Most Canadians aren’t aware of the size of the government stipends coming to them in retirement. If you’ve worked in Canada all your life and retire at 65, you will collect at least $11,500 a year from the Old Age Security and Canada Pension Plan (or Quebec Pension Plan in the case of Quebecers). The figure can rise as high as $16,600 a year. And don’t forget that if you’re married those figures can almost double.
At the same time as government starts filling up your wallet, many of your expenses begin to vanish. In retirement, you no longer have mortgage payments, child-rearing expenses or RRSP contributions. Your tax bill dwindles because your income is lower. A middle-class couple with children who replaces even half of their working income in retirement should be able to maintain much the same standard of living as they enjoyed while working, Hamilton estimates. He points out that government benefits alone will go a long way toward reaching that goal.
What do you have to do to enjoy a rich, rewarding retirement? Nothing remarkable, says Hamilton. Before you retire, pay off your house and erase your debt. Keep your investing costs to a minimum using low-cost index funds and similar investments. Build up your savings as best you can, but don’t fret if you fall well short of a million dollars. “Frugality is a virtue — savings not so much,” Hamilton told the makeover. An RRSP stash of even $200,000 per person will provide you with a solid financial backstop and allow you to indulge in a bit of travel while you’re still young enough to enjoy it. Finally, develop some inexpensive hobbies. That’s it.
By this point, your makeover is essentially complete. But there is one thought we would like to leave you with. It comes from Amanda Mills, a financial therapist in Toronto, who talked to our makeover participants about their feelings in regard to money. At her session, a couple of our participants cried as they confessed their worry over finances. “Managing money is all about emotion,” Mills told them. “People think it’s all about figures, but it’s really about the hopes and fears you’ve built up around money.”

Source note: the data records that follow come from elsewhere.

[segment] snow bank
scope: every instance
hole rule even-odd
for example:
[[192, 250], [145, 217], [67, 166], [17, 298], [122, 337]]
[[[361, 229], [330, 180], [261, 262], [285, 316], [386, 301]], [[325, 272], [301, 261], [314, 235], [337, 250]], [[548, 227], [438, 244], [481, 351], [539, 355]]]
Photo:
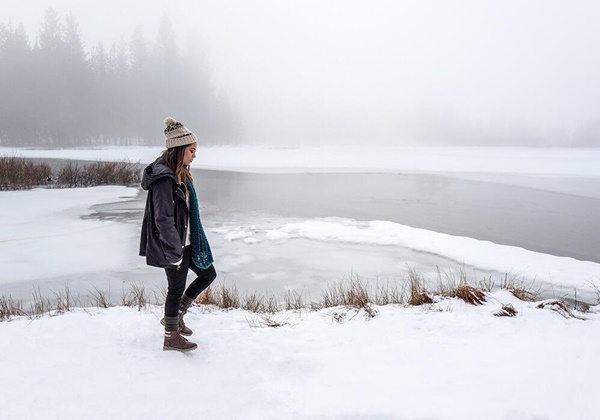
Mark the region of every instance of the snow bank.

Those are wise words. Many of us sabotage our own financial lives — sometimes by taking on foolish risks in search of a big payback, sometimes by using spending as a substitute for love, sometimes by ignoring our finances because they’re too stressful.
To help you get a grip on your feelings, we would like to leave you with one modest suggestion. It’s to keep a financial diary. Use it to jot down your feelings about your money situation, explain your financial decisions to yourself and track how you’re doing.

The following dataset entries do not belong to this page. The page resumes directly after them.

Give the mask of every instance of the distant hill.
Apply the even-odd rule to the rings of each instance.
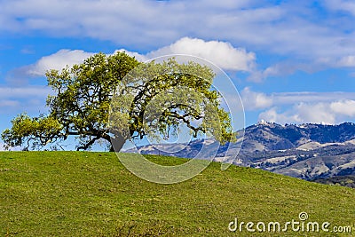
[[[242,131],[239,134],[241,137]],[[221,146],[215,161],[229,161],[307,180],[355,175],[355,123],[352,122],[280,125],[264,122],[245,129],[241,148],[240,137],[237,143]],[[207,146],[212,146],[206,140],[194,140],[187,145],[144,146],[138,150],[146,154],[193,158],[206,143]],[[177,152],[167,152],[170,150]]]
[[[135,154],[122,154],[133,158]],[[186,159],[146,156],[178,165]],[[114,153],[0,153],[0,236],[351,236],[228,230],[231,222],[328,222],[355,230],[355,189],[211,162],[178,184],[141,179]],[[299,225],[297,225],[299,226]],[[348,229],[349,230],[349,229]]]

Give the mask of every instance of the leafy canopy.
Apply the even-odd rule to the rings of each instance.
[[[209,132],[219,141],[233,140],[229,115],[211,87],[214,76],[194,62],[142,63],[125,52],[98,53],[70,68],[48,71],[53,90],[48,115],[21,114],[2,138],[6,148],[39,149],[60,146],[72,135],[77,150],[104,139],[119,151],[128,139],[168,138],[185,124],[195,137]]]

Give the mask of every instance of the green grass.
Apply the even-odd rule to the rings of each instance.
[[[133,154],[126,154],[133,155]],[[150,156],[165,165],[184,159]],[[137,178],[112,153],[0,153],[0,236],[349,236],[231,233],[240,221],[351,225],[355,189],[211,163],[179,184]]]

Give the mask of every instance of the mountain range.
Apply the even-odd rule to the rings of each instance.
[[[242,136],[244,135],[244,136]],[[217,162],[263,169],[306,180],[355,175],[355,123],[278,124],[260,122],[238,132],[237,142],[220,146]],[[145,154],[193,158],[216,144],[155,144],[130,149]],[[174,151],[174,152],[170,152]]]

At the very least, you’ll find it fascinating to read your diary in a few years and remember how you felt when you bought that stock or that house or that car. You will find, too, that forcing yourself to write down your reasons for a decision helps you to think through your choices more clearly. Over time, keeping a financial diary will give you insight into how you think about money — and that insight will enable you to learn both from setbacks (which are inevitable) as well as your growing success.

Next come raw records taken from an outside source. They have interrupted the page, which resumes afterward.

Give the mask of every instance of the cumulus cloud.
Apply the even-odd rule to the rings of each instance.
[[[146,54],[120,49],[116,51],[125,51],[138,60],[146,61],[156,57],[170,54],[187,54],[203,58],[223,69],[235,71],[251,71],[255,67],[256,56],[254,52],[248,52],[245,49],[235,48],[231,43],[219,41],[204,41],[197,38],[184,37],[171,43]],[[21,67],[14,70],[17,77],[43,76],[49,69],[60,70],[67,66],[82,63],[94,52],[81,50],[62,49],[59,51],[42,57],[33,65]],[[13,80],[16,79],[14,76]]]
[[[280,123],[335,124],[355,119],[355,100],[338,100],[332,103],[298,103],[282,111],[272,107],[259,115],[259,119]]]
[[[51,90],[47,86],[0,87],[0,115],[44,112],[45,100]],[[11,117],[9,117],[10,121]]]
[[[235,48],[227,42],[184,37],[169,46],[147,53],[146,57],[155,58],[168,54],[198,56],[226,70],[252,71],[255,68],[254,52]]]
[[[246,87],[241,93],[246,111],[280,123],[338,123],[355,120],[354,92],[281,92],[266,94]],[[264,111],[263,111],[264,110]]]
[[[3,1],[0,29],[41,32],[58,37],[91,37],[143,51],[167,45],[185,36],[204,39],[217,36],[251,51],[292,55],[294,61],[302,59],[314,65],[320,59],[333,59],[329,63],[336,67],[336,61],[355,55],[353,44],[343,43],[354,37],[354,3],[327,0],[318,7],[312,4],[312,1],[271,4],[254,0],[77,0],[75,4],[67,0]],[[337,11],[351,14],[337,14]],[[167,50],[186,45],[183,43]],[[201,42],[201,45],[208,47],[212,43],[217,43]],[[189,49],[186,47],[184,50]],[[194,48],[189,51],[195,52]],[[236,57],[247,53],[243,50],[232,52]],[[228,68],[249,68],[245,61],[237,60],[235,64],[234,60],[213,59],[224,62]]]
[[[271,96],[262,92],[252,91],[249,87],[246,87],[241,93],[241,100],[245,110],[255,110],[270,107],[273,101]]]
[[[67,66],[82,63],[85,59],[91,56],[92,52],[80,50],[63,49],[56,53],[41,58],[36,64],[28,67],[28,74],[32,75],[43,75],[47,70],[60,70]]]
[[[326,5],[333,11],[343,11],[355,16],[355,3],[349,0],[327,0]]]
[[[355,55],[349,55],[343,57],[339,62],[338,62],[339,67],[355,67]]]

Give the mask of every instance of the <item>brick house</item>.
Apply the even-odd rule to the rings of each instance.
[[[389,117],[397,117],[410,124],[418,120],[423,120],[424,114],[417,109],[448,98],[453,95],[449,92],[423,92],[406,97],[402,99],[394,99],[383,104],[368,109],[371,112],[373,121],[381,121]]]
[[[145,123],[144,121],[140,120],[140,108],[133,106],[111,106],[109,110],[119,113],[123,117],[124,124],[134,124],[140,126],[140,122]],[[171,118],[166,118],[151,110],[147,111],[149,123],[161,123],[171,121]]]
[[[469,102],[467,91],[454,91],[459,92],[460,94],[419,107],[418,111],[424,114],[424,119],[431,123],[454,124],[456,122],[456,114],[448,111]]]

You can build a great portfolio in 15 minutes a year
Couch Potato investing is based on two fundamental ideas: diversification and low costs. You can read more about this approach at here, but the essentials are simple. Open a discount brokerage account. Select the lowest-cost index funds you can find (TD e-series funds are the current low-cost leader, but are only available online). Then put 40% of your money in a Canadian bond index fund, and 20% each in a Canadian stock index fund, a U.S. stock index fund and an international stock index fund. That’s it. You now have a diversified portfolio that spans the world at rock-bottom costs. Adjust your portfolio once a year so you get back to your original 40-20-20-20 split.